Ryan soltó un suspiro de resignación y volcó el contenido del bolso frente a la caja. Junto a las monedas aparecieron un peine, una barra de labios y un penique aplanado por la rueda de un tren.

– Me trae suerte -comentó ella cuando Pierce lo levantó para examinarlo.

– Así que supersticiosa -murmuró él-. Me sorprende usted, señorita Swan.

– No es superstición -replicó Ryan mientras guardaba los billetes en el bolso a medida que el cajero los contaba-. Simplemente, me da buena suerte.

– Ah, eso ya es distinto -dijo él en broma.

– Me caes bien, Pierce -Ryan le rodeó un brazo-. Creo que tenía que decírtelo.

– ¿De veras?

– Sí -respondió ella con firmeza. Eso podía decírselo, pensó mientras se dirigían a los ascensores. No era arriesgado y sí totalmente cierto. Lo que no le diría era lo que Bess había comentado de pasada. ¿Cómo iba a estar enamorada? Decirle algo así sería demasiado peligroso. Y, sobretodo, no tenía por qué ser verdad. Aunque… aunque mucho se temía que sí lo era-. ¿Yo te caigo bien? -le preguntó, girándose sonriente hacia él, cuando las puertas del ascensor se cerraron.

– Sí, Ryan -Pierce le acarició la mejilla con los nudillos-. Me caes bien.

– No estaba segura -dijo ella al tiempo que se le acercaba un pasito. Pierce sintió un cosquilleo por el cuerpo-. Como estabas enfadado conmigo…

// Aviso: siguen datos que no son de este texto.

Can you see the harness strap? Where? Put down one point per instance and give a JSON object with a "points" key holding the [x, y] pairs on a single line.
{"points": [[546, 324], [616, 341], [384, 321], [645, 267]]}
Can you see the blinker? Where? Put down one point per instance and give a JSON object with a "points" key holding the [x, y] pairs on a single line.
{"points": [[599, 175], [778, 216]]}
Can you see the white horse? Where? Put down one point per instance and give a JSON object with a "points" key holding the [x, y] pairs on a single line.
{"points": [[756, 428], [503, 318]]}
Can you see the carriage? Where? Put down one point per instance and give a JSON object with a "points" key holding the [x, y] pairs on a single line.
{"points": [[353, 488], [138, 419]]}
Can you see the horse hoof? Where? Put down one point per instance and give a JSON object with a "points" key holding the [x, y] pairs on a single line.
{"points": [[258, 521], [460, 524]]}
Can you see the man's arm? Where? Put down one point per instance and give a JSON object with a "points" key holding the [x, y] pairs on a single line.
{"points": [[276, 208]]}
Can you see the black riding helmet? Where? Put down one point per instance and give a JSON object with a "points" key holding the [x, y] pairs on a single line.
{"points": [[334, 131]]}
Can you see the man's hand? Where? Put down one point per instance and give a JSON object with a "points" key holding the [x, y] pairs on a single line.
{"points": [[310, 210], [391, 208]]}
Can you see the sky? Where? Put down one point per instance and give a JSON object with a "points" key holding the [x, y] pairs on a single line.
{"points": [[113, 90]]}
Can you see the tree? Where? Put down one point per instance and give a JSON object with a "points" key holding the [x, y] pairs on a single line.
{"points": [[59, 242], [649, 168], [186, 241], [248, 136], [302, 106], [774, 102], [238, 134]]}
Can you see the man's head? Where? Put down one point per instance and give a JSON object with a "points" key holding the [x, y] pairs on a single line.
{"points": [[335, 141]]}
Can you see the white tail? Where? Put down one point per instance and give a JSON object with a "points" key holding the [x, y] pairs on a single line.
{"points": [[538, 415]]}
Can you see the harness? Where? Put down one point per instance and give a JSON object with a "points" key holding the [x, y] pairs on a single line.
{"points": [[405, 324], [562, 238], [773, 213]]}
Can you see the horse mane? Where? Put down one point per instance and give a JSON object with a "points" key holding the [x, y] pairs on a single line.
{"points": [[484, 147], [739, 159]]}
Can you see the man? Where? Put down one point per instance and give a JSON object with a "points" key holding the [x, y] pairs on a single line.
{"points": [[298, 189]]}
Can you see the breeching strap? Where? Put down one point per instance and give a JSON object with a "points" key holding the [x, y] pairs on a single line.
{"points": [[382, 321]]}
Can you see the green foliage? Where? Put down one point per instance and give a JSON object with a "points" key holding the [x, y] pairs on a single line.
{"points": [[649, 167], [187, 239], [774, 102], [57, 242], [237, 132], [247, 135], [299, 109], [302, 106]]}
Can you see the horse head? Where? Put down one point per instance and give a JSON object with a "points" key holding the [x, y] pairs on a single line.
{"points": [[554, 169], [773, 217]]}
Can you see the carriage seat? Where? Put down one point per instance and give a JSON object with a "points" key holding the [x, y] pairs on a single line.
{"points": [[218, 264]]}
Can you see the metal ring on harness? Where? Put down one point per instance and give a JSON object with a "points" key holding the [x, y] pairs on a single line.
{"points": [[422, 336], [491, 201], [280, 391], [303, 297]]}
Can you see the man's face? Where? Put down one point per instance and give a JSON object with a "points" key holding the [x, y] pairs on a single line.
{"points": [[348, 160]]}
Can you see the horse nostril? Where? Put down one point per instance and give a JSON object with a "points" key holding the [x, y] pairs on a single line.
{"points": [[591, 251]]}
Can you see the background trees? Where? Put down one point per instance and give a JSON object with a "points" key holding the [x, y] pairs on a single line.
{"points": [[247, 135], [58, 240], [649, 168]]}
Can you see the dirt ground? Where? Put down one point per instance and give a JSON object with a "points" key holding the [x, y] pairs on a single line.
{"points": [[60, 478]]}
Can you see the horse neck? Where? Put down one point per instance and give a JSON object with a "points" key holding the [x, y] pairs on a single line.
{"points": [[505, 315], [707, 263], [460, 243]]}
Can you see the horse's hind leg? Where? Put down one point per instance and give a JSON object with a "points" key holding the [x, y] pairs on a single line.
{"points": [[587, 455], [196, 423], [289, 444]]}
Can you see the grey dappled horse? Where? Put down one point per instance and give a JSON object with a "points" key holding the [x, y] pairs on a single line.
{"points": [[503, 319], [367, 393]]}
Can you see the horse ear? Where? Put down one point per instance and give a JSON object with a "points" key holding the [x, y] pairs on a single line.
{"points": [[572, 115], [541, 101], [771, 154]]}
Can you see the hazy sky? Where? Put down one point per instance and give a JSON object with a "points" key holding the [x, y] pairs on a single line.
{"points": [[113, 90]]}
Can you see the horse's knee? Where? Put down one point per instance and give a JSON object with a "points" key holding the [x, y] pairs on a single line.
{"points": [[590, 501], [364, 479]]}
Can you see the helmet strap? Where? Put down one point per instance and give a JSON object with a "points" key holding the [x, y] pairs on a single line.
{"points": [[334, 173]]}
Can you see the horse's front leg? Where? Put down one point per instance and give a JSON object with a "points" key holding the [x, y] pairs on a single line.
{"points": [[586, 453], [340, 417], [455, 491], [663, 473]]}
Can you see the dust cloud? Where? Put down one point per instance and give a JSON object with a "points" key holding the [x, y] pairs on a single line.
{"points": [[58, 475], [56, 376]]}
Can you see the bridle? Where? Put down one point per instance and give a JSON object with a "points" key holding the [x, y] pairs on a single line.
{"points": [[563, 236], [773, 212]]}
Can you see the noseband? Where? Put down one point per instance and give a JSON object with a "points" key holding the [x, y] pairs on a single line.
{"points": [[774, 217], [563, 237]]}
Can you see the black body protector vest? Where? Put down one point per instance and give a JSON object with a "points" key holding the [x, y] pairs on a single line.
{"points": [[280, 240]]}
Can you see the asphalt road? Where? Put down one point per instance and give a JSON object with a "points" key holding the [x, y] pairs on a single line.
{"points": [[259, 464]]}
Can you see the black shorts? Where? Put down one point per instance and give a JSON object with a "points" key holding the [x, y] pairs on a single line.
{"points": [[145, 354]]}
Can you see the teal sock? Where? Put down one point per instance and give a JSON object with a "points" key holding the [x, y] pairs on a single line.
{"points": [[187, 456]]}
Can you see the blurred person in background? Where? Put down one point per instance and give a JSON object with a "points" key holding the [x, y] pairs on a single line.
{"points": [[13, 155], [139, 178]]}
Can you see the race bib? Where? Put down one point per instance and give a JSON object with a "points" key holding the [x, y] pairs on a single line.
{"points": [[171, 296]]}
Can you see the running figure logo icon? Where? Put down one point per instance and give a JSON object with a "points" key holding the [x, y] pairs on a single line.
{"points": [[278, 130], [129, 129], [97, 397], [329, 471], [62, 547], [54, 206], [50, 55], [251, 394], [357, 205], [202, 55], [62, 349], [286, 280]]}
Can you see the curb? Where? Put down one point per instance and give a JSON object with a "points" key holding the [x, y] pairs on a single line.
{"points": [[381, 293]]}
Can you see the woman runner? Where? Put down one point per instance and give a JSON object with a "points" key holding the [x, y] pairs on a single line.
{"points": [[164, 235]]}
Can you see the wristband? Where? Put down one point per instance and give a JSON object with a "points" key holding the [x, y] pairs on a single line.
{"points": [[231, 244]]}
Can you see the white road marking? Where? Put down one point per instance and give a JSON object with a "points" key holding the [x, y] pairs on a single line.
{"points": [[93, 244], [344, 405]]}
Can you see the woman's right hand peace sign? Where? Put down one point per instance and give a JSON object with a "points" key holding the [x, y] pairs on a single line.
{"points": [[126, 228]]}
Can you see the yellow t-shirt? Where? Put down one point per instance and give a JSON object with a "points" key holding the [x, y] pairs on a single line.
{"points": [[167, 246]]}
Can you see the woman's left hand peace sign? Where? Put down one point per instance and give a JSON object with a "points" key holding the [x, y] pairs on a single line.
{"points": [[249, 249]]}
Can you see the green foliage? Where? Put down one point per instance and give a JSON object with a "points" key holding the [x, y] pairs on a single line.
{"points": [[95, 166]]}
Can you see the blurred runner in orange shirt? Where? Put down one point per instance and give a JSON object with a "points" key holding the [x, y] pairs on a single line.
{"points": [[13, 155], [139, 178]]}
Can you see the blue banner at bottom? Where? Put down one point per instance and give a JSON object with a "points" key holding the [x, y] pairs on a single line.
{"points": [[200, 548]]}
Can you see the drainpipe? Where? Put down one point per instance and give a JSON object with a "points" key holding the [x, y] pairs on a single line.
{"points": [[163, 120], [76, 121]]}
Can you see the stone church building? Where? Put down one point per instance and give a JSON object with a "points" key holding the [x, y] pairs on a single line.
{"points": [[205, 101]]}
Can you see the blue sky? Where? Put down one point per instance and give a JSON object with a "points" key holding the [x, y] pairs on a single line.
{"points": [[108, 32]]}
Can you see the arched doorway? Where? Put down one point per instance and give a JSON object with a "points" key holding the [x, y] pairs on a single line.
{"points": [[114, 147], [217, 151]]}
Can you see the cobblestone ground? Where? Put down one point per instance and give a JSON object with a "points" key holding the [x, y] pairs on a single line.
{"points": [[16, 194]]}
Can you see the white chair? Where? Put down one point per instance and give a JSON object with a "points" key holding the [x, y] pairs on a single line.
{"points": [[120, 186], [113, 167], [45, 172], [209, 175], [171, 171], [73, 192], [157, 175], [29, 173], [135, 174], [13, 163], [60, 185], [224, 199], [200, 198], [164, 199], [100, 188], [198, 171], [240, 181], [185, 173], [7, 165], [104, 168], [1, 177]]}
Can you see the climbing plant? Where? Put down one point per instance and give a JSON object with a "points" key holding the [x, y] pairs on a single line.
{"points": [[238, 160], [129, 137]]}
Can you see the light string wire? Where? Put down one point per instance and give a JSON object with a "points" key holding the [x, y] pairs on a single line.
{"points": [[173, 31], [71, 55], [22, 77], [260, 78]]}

– No estaba enfadado contigo -contestó él.

Ryan no dejaba de mirarlo. Pierce tenía la sensación de que el aire se estaba cargando, como cuando se cerraban los cerrojos de un baúl estando él dentro. El corazón se le disparó, pero, gracias a su capacidad y al control que había logrado ejercer sobre su mente, consiguió serenarse. No volvería a tocarla.

Ryan advirtió una chispa en los ojos de Pierce. Deseo. Ella también sintió calor bajo el estómago. Pero, sobre todo, tuvo ganas de acariciarlo, de mimarlo. Aunque él no fuese consciente, después de la conversación con Bess conocía lo mucho que Pierce había sufrido y quería darle algo, consolarlo. Levantó una mano con intención de posarla sobre su mejilla, pero él la detuvo, sujetándole los dedos al tiempo que la puerta del ascensor se abría.

– Debes de estar cansada -acertó a decir él con voz ronca mientras guiaba a Ryan al pasillo que daba a la suite.

– No -Ryan rió. Le gustaba sentir que tenía cierto poder sobre Pierce. Aunque sólo fuera un poco, Pierce le tenía algo de miedo. Lo notaba. Algo la animó a provocarlo; no sabía si el champán, el sabor del éxito o saber que Pierce la deseaba-. ¿Tú estás cansado? -le preguntó cuando él abrió la puerta de la suite.